Justo a la salida de Lorne, vemos un pintoresco restaurante con una terraza junto al mar y un muelle. Tiene buena pinta, y decidimos comer allí. Nos tomamos una estupenda ensalada césar y una fritura variada de productos de la mar. Todo muy bueno. El lugar se llama The Lorne Pier Seafood.
El trayecto hacia Apollo Bay, está lleno de curvas y, por momentos se hace un poco pesado. En esta última localidad no nos detenemos, aunque me queda la sensación que bien merecía emplear unos minutos por allí.
A partir de aquí, la carretera abandona la costa y se introduce hacia el interior, el Great Otway National Park. En mitad de este tramo hay desvío que conduce al Cabo Otway y al famoso faro del mismo nombre. Este trayecto también es conocido por la oportunidad que brinda de ver algunos koalas. Nosotros conseguimos ver uno en lo alto de un árbol, y nos conformamos con hacerle fotos con el teleobjetivo. Una vez en el faro, el hecho de que había que pagar para visitarlo nos quita las ganas, y decidimos reemprender nuestra marcha.

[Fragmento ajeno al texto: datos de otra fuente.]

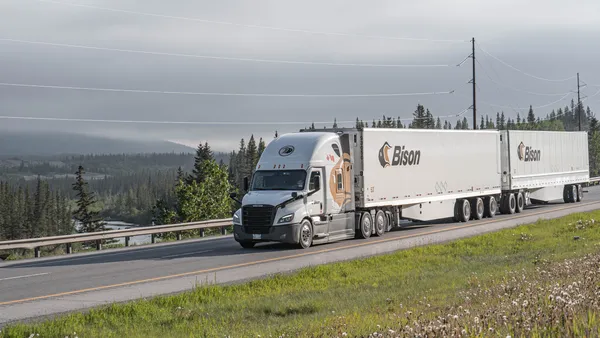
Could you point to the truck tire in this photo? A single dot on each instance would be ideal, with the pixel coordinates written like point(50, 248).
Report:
point(464, 210)
point(390, 222)
point(570, 193)
point(520, 205)
point(365, 226)
point(306, 234)
point(478, 208)
point(491, 207)
point(381, 221)
point(510, 204)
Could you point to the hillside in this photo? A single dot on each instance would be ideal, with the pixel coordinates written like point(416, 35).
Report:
point(47, 144)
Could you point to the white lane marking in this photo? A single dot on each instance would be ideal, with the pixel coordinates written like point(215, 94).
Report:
point(186, 254)
point(26, 276)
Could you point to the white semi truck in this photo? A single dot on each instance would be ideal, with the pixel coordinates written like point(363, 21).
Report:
point(314, 187)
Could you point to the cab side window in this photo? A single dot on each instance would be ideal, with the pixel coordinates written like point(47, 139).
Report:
point(311, 185)
point(339, 180)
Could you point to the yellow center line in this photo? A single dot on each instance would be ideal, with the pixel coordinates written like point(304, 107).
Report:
point(184, 274)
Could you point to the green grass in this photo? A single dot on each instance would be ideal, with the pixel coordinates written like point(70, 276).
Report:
point(357, 297)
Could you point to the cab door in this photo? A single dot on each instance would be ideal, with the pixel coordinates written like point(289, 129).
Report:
point(315, 201)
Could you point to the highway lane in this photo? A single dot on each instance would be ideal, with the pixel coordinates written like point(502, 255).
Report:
point(53, 285)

De nuevo la carretera se interna al interior, y no volverá a asomarse al mar hasta llegar a la zona de los Doce Apóstoles. Al llegar al Centro de Visitantes nos damos cuenta que hemos llegado a la hora punta. Hay muchísima gente. Apenas se puede andar o tomar una foto. Realizamos una primera aproximación por la zona, y optamos por hacer la vista en toda regla a la mañana siguiente. Llegamos a Port Campbell y nos alojamos en nuestro hotel. Es un pequeño pueblo costero, con cierto encanto, y con la única playa de la zona donde no es peligroso el baño. Quizá teníamos que habernos quedado por algunos de los sitios emblemáticos del lugar para ver atardecer, pero estamos cansados y nos conformamos con el que nos ofrece Port Campbell y su playa.

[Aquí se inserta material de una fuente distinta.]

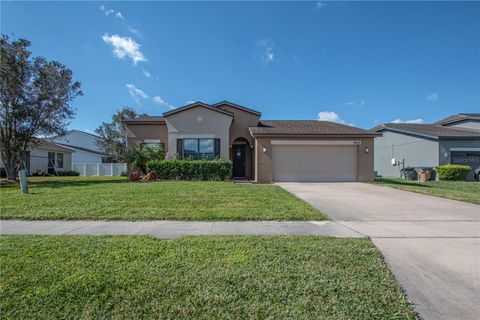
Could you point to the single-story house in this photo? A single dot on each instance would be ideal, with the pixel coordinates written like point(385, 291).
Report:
point(455, 140)
point(261, 150)
point(85, 146)
point(46, 157)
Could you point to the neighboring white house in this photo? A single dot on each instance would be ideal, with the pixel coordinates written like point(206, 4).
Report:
point(47, 158)
point(85, 146)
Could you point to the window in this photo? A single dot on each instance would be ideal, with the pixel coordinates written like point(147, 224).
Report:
point(60, 160)
point(198, 149)
point(206, 149)
point(190, 149)
point(153, 144)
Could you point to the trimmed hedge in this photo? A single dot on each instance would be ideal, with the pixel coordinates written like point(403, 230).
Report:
point(192, 169)
point(453, 172)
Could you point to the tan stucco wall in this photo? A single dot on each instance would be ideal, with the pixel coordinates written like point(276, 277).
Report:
point(242, 121)
point(183, 125)
point(263, 160)
point(138, 133)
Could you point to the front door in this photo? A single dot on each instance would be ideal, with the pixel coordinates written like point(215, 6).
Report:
point(51, 163)
point(238, 156)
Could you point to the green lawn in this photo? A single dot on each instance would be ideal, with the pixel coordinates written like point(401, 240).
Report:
point(467, 191)
point(117, 199)
point(59, 277)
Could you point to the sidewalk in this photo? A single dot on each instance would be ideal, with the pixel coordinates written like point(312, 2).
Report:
point(175, 229)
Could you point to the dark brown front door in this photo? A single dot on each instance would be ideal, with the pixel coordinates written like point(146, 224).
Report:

Al día siguiente, nos vamos directos a ver todo lo que dejamos pendiente la tarde anterior, con la duda de si volver a Melbourne desde Port Campbell o alargar la ruta hacia Warnabool. Lo primero que visitamos es el paraje conocido como Escalones de Gibson. Son unos escalones que conducen a la playa. Es sensacional, estamos solos y la luz del Sol nos favorece para tomar fotos. Sin más dilación, nos dirigimos al Centro de Visitantes del parque en el que se enclavan los Doce Apóstoles. La multitud de la tarde anterior, se ha convertido en no más de diez visitantes. ¡Perfecto!. Visitamos todos los miradores del enclave. Es una pena que el cielo nublado desluzca algo el paisaje, aún así es precioso. El siguiente punto es el conocido por un famoso naufragio y la historia de sus dos únicos supervivientes. El lugar se llama Garganta Loch Ard. Se puede ver desde distintos miradores y bajar a la misma playa. Directamente vamos al siguiente sitio, llamado Puente London. Está pasado Port Campbell en sentido Oeste. En este no se puede bajar a la playa. Impresiona pensar como el agua y el viento van socavando las estructuras y las van cincelando hasta convertirlas en “apóstoles”.

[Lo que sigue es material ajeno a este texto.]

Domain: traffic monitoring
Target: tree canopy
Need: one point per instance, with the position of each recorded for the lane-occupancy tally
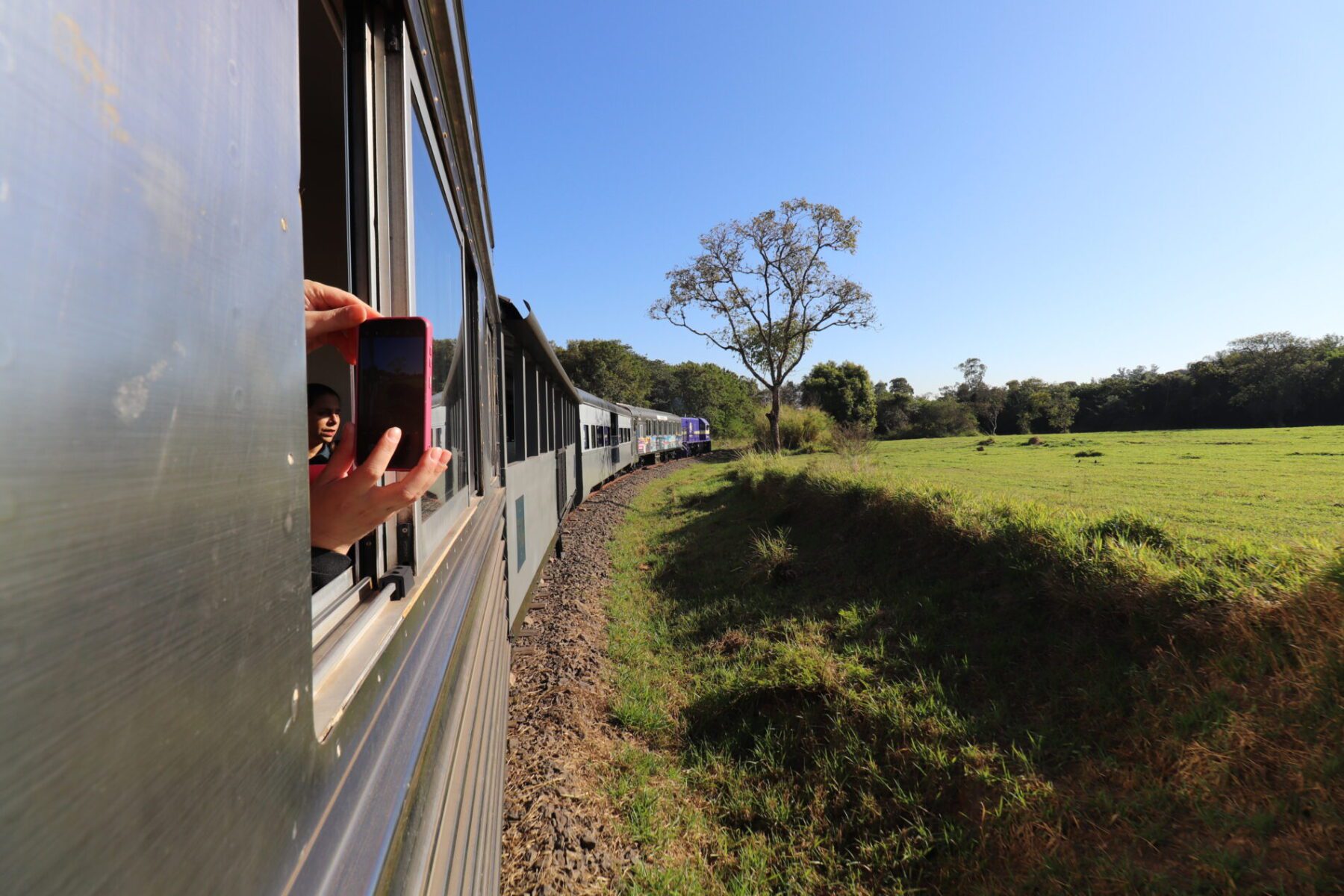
(843, 391)
(762, 289)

Ha sido todo un acierto nuestra visita matutina, las excursiones organizadas no habían llegado todavía y hemos podido disfrutar del mismo como si fuéramos sus legítimos propietarios. Al final, el tiempo se nos ha ido de las manos y debemos regresar a Melbourne a entregar el vehículo. Lo haremos por el interior, el camino más corto y rápido. El hecho que sea un atajo no le quita atractivo. La primera parte del recorrido es a través de una extensa campiña, para dar después paso a zonas habitadas y a un paisaje más seco.